Planificado o no, su comentario fue parte de la performance y quedó ligado para siempre en esta cadena de hechos potencialmente delictuales. Sin embargo, autocancelada y todo no la hemos visto luego de una semana del evento suplicando por fondos para poder sobrevivir. Eso naturalmente tiene que ver con la pobreza. No es difícil darse cuenta. El pornoterrorismo (así lo llama la agrupación de marras) encontró su nicho en aquellos días oscuros de octubre de 2019. Todavía se recuerda, también con repulsa, lo sucedido en el frontis de la Universidad Católica. Todos saben que ahí pasó algo similar a lo de Valparaíso. Un crudo ataque contra la dictadura sexual puesto en escena de la manera por todos conocida. Salvo un comentario a la pasada de la Defensoría de la Niñez, no logro encontrar crítica alguna de parte del mundo del Octubrismo sobre el hecho. Y eso a nadie debería extrañarle. El pornoterrorismo se sustenta en los círculos del underground duro y entre cierta intelectualidad que recibe con agrado todo escándalo y destrucción que no se desarrolle cerca de su casa. A diferencia del Circo Timoteo, show que mucha gente afín al travestismo viene disfrutando desde hace años, esta iniciativa carece de toda contemplación con el espectador quien, quizá animado por una insana curiosidad o con la sorpresa de quien le toca un terceo, debe observar el desarrollo de estos impactantes acontecimientos. No falta quien hable de una acción política. Y que diga que los actos pornoterroristas son hijos bastardos del Situacionismo, que tanto gustaba entre los jóvenes burgueses de los 60 acostumbrados a irrumpir con sus happenings en los espacios cotidianos de la sociedad capitalista sin correr riesgo alguno. Pero en esto –cuando hoy se habla de acto político– también hay cierto desprecio, solapado pero desprecio al fin, sobre las perversiones que vienen desde el mundo de la pobreza y que tienen alguna posibilidad de encajar en el escenario contracultural. El uso político le ha dado a estas prácticas una vida engañosa y pasajera, con ideólogos entusiasmados pero hábilmente lejanos y bien guarnecidos. Por lo menos con ahorros para no andar macheteando luego de una semana de ocurrido el sacrificio.
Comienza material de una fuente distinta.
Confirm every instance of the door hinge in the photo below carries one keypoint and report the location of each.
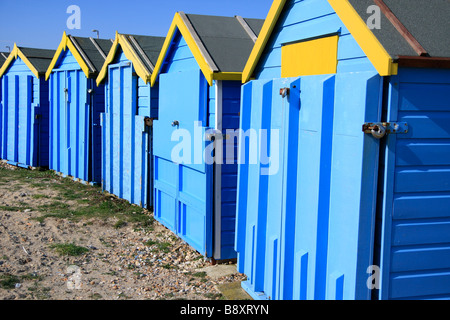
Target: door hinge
(381, 129)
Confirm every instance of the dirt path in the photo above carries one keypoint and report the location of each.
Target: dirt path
(62, 240)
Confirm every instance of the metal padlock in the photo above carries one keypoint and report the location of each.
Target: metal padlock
(148, 121)
(378, 130)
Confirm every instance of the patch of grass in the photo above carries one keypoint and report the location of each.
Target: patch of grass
(88, 201)
(8, 281)
(201, 274)
(95, 296)
(40, 196)
(69, 249)
(120, 224)
(12, 208)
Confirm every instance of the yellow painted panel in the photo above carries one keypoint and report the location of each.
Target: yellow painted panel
(307, 58)
(376, 53)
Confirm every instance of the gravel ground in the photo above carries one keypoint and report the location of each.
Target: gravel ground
(106, 258)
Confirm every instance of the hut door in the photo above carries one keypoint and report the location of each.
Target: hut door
(306, 231)
(183, 180)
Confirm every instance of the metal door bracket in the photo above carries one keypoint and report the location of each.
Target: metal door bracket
(381, 129)
(217, 136)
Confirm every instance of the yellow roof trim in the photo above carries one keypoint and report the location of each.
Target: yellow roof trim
(63, 46)
(109, 59)
(178, 24)
(228, 76)
(376, 53)
(16, 52)
(140, 68)
(263, 38)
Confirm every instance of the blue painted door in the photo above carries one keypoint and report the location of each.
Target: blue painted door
(182, 179)
(75, 126)
(19, 124)
(305, 226)
(126, 145)
(415, 200)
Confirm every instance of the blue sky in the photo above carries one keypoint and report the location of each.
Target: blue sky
(40, 23)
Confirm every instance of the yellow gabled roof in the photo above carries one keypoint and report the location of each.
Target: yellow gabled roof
(142, 71)
(65, 44)
(16, 52)
(374, 50)
(200, 55)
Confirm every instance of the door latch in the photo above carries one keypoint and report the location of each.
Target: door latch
(380, 129)
(217, 136)
(148, 121)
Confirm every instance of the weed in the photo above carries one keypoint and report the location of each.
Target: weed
(69, 249)
(8, 281)
(120, 224)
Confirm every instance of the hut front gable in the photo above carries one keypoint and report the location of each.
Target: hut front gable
(67, 61)
(18, 66)
(304, 21)
(180, 57)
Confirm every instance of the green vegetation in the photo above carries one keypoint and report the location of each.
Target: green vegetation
(69, 249)
(74, 200)
(8, 281)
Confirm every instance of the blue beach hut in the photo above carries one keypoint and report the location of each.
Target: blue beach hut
(24, 107)
(356, 95)
(3, 57)
(75, 107)
(131, 104)
(199, 73)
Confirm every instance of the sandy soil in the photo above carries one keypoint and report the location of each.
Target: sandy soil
(126, 262)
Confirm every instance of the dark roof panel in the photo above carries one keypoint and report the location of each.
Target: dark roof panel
(388, 36)
(227, 42)
(3, 57)
(255, 24)
(427, 21)
(151, 46)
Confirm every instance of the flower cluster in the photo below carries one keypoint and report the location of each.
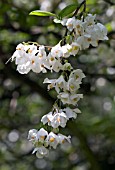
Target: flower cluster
(59, 117)
(86, 32)
(67, 90)
(39, 58)
(42, 141)
(32, 57)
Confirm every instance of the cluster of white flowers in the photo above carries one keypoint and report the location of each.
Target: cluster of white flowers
(30, 57)
(36, 58)
(42, 141)
(67, 90)
(86, 32)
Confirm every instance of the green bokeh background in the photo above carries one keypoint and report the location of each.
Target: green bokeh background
(24, 98)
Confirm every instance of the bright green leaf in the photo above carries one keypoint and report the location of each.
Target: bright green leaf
(41, 13)
(68, 10)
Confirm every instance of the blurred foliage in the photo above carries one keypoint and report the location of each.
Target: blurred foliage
(24, 99)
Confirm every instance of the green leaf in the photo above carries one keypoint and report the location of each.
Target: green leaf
(68, 10)
(41, 13)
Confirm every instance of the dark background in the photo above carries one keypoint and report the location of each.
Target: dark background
(24, 99)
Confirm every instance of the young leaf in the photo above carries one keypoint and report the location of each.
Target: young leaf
(68, 10)
(41, 13)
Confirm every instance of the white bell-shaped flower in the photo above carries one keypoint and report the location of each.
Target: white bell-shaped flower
(53, 140)
(41, 135)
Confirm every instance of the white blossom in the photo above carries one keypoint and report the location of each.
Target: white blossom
(32, 135)
(41, 152)
(52, 140)
(41, 135)
(63, 138)
(77, 75)
(70, 23)
(71, 113)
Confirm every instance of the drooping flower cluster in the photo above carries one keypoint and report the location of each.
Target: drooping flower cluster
(38, 58)
(42, 141)
(30, 57)
(67, 90)
(86, 32)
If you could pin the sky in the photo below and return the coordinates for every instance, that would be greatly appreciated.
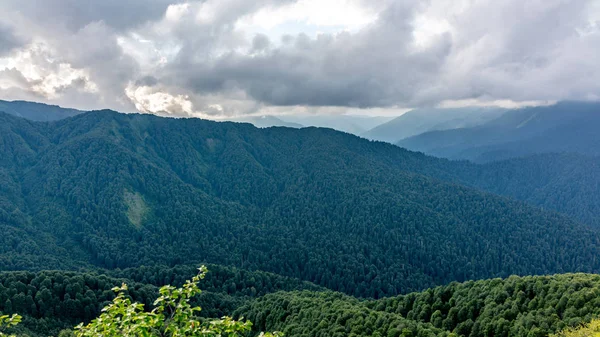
(224, 58)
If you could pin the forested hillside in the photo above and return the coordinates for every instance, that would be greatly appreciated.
(51, 301)
(563, 127)
(112, 190)
(516, 306)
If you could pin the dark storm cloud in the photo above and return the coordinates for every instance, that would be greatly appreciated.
(374, 67)
(512, 49)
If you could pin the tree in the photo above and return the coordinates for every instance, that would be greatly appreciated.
(8, 321)
(589, 330)
(172, 316)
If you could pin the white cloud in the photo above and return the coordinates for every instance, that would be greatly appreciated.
(231, 57)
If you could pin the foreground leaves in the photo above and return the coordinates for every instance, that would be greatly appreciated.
(173, 315)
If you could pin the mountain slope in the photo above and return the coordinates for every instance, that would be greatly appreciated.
(115, 190)
(417, 121)
(37, 111)
(516, 306)
(354, 124)
(564, 127)
(266, 121)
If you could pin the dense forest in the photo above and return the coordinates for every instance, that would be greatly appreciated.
(516, 306)
(52, 301)
(110, 190)
(311, 231)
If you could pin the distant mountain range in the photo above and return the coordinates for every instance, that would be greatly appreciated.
(266, 121)
(101, 191)
(367, 218)
(354, 124)
(417, 121)
(37, 111)
(563, 127)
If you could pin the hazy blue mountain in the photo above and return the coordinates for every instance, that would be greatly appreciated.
(266, 121)
(37, 111)
(366, 218)
(417, 121)
(354, 124)
(563, 127)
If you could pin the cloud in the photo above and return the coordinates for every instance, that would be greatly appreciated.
(8, 40)
(226, 57)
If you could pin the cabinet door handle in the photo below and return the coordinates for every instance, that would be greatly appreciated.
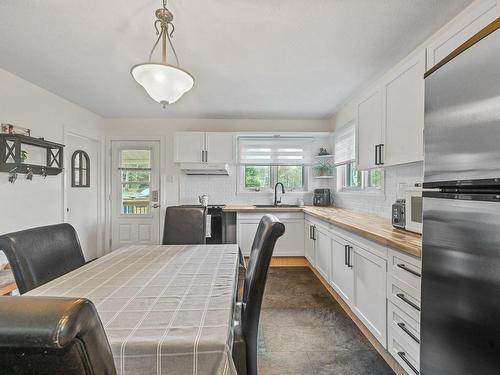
(403, 267)
(380, 154)
(408, 332)
(349, 256)
(402, 297)
(403, 357)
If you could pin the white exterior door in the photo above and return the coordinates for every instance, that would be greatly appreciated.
(135, 196)
(82, 202)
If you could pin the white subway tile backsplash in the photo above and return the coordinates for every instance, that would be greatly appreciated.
(380, 204)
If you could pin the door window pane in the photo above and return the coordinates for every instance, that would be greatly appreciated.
(291, 176)
(135, 175)
(257, 177)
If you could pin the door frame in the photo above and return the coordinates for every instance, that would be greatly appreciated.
(67, 132)
(109, 175)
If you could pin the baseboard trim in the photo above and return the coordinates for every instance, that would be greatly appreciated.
(393, 364)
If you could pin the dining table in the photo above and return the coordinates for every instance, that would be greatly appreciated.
(166, 309)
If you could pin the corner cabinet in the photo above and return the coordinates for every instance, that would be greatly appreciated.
(201, 147)
(403, 113)
(369, 129)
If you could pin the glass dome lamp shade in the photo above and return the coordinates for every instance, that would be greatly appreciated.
(163, 82)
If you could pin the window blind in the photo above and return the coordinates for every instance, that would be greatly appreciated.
(274, 150)
(345, 144)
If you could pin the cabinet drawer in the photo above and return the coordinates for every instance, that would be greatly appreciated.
(404, 296)
(408, 329)
(406, 356)
(405, 268)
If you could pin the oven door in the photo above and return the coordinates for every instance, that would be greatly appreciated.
(414, 211)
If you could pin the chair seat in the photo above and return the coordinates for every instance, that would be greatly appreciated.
(6, 278)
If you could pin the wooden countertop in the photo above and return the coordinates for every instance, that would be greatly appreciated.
(363, 224)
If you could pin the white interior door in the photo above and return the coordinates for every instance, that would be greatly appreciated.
(135, 196)
(82, 202)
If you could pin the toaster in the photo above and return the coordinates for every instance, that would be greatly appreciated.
(399, 214)
(322, 197)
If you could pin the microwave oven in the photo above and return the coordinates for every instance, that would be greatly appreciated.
(413, 210)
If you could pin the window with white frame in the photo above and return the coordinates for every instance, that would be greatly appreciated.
(264, 161)
(348, 177)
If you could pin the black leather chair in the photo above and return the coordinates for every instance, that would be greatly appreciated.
(247, 313)
(185, 225)
(52, 336)
(42, 254)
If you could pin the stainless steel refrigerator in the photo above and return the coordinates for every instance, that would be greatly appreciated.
(460, 312)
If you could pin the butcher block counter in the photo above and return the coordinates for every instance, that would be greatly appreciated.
(363, 224)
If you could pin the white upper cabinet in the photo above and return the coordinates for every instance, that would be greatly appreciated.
(403, 112)
(480, 15)
(220, 147)
(369, 128)
(189, 147)
(199, 147)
Son actos raros, difícilmente clasificables, que casi nadie podría disfrutar. Y esto es difícil saberlo pero uno quisiera creer que, no obstante su propio oscurantismo, en el siglo XIX había algo más de honestidad al respecto. Richard von Krafft-Ebing tenía la posibilidad de reunir en su obra Psicopatía Sexualis todo el vasto catálogo de degeneraciones identificadas en ese tiempo, sin preocuparse por su significado antisistémico. Podía trabajar tranquilo, sin culpa ni miedo. Como hacían los antiguos alienistas. No tenía al lado a todo al lote identitario y chanta tratándolo de mala manera –como a un criminal– ni a nadie promocionado rabiosamente la exhibición de estas prácticas con la intención de sembrar el terror entre las élites del Imperio Austro-Húngaro.
Pero no hay duda que el mundo cultural ha sido traicionero. Y con esta banda travestida la cosa va ser peor. Porque al acuerdo sobre el asco y el daño a la causa del Apruebo, se agrega el general deseo de que sean severamente castigados por la justicia. Como saltimbanquis pobres y privados de talento, autores de una ofensa que creyeron apropiada para el criterio de la izquierda posmoderna, nada les asegura que todo su envalentonamiento no tenga otro destino que la miseria. Todavía reclaman por el pago que no recibieron aquella noche. Y sus extraños admiradores ahora se alejan de ellos como si habitaran un leprosario. Los mismos que se sentían parte de un situacionismo ultrón, amargamente chileno, feo como todo lo que dejan a su paso. Y esta es la performance final: la banda de travestis pidiendo plata –cual payasos deformados esperando a Godot– en una ciudad perdida, megalómana y lastimera. Una ciudad sin esperanza.